The site is receiving a fair amount of users entering the app; an average of 850 per day.
The problem is that a small number (less than 1%) of users are getting added to the wrong organization.
We are logging information on the landing page and when they submit the demographic page. One thing we log is Request.RawUrl. We started noticing users who are associated with one organization being logged as having requested the full correct URL (including the sub-category) of another organization. Sometimes nobody legitimately came in following the incorrect organization URL even in the same day. We've had people report directly that they just created the "sub category" (using an administrative application), instructed a user to follow their unique URL, and yet the logs show an entirely different URL for that very user (I know it's that user because I'm logging email address and session ID so I can associate the same user's path through the landing page and the demographic page). It's as if IIS is sometimes creating a new session, and simply assigning some previously requested URL to that user.
In an attempt to eliminate some sort of caching, we have:
Set the config httpRuntime element's enableKernelOutputCache attribute to false
Disabled caching in IIS settings
Set the config sessionState element's regenerateExpiredSessionId attribute to false (even though we haven't seen the session ids being re-used).
Other suggestions?
Are these internal users?
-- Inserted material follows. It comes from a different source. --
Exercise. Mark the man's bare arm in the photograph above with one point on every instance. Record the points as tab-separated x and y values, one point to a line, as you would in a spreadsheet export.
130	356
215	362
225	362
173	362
Are there proxy considerations? That wouldn't explain a wrong url though. Are you 100% certain the users were given url A and they show up with URL b? Do you have any routing modules currently assigned? Are you sure its not getting rewritten by a rule in another module?
Could this be an application issue where their 'new user' email (for ex) contains the wrong url?
Well, we still don't know with complete confidence, but it seems that users in one organization were most likely searching the Internet to find URLs into the system and following those.
I can't explain the report we had as I described in the original post.
When I tried to enhance logging to capture pre-post session creation to prove it for sure, the logging on the begin request event worked in our QA environment (same as production), but just flat wouldn't work in production. I could never determine why.